Final projects

The final project is the main assignment of the course. Projects are required to be related in a substantive way to at least one of the central topics of the course. Final projects can be done in groups of 1–3 people; in our experience, groups of 3 lead to the best outcomes, so we encourage you to form a team of that size.

Each project team will be assigned a mentor (a member of the teaching team), who will provide feedback on all their project-related work and generally be available as a resource.

Literature review paper (due May 13, 4:30 pm)

This is a short paper (≈6 single-spaced pages) summarizing and synthesizing several papers in the area of your final project.

Groups of one should review 5 papers, groups of two should review 7 papers, and groups of three should review 9.

The ideal is to have the same topic for your lit review and final project, but it's possible that you'll discover in the lit review that your topic isn't ideal for you, so you can switch topics (or groups) for the final project; your lit review will be graded on its own terms.
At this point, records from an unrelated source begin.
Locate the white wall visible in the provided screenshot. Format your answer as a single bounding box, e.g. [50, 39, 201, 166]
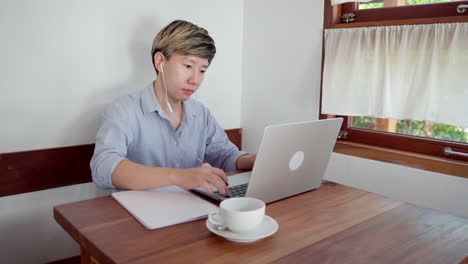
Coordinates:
[0, 0, 243, 153]
[241, 0, 323, 152]
[0, 0, 243, 263]
[325, 153, 468, 217]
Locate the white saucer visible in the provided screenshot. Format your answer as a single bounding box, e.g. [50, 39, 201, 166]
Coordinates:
[206, 215, 278, 243]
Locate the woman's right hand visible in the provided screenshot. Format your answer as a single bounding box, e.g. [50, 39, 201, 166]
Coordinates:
[171, 166, 229, 195]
Major things to include (the italicized phrases make good section headings):

  1. General problem/task definition: What are these papers trying to solve, and why?
  2. Concise summaries of the articles: Do not simply copy the article text in full. We can read them ourselves. Put in your own words the major contributions of each article.
  3. Compare and contrast: Point out the similarities and differences of the papers. Do they agree with each other? Are results seemingly in conflict? If the papers address different subtasks, how are they related? (If they are not related, then you may have made poor choices for a lit review...). This section is probably the most valuable for the final project, as it can become the basis for a lit review section..
  4. Future work: Make several suggestions for how the work can be extended. Are there open questions to answer? This would presumably include how the papers relate to your final project idea.
  5. References section: The entries should appear alphabetically and give at least full author name(s), year of publication, title, and outlet if applicable (e.g., journal name or proceedings name). Beyond that, we are not picky about the format. Electronic references are fine but need to include the above information in addition to the link.

Experimental protocol (due May 27, 4:30 pm)

This is a short, structured report designed to help you establish your core experimental framework. Required pieces:

  1. Hypotheses: A statement of the project's core hypothesis or hypotheses.
  2. Data: A description of the dataset(s) that the project will use for evaluation.
  3. Metrics: A description of the metrics that will form the basis for evaluation. We sort of expect these to be familiar quantitative metrics, but we're open-minded – non-standard evaluations and qualitative evaluations are welcome where appropriate, though your mentor is likely to push you toward hypotheses that can be assessed quantitatively.
  4. Models: A description of the models that you'll be using as baselines, and a preliminary description of the model or models that will be the focus of your investigation. At this early stage, some aspects of these models might not yet be worked out, so preliminary descriptions are fine.
  5. General reasoning: An explanation of how the data and models come together to inform your core hypothesis or hypotheses.
  6. Summary of progress so far: what you have been done, what you still need to do, and any obstacles or concerns that might prevent your project from coming to fruition.
  7. References section: In the same format as for lit review.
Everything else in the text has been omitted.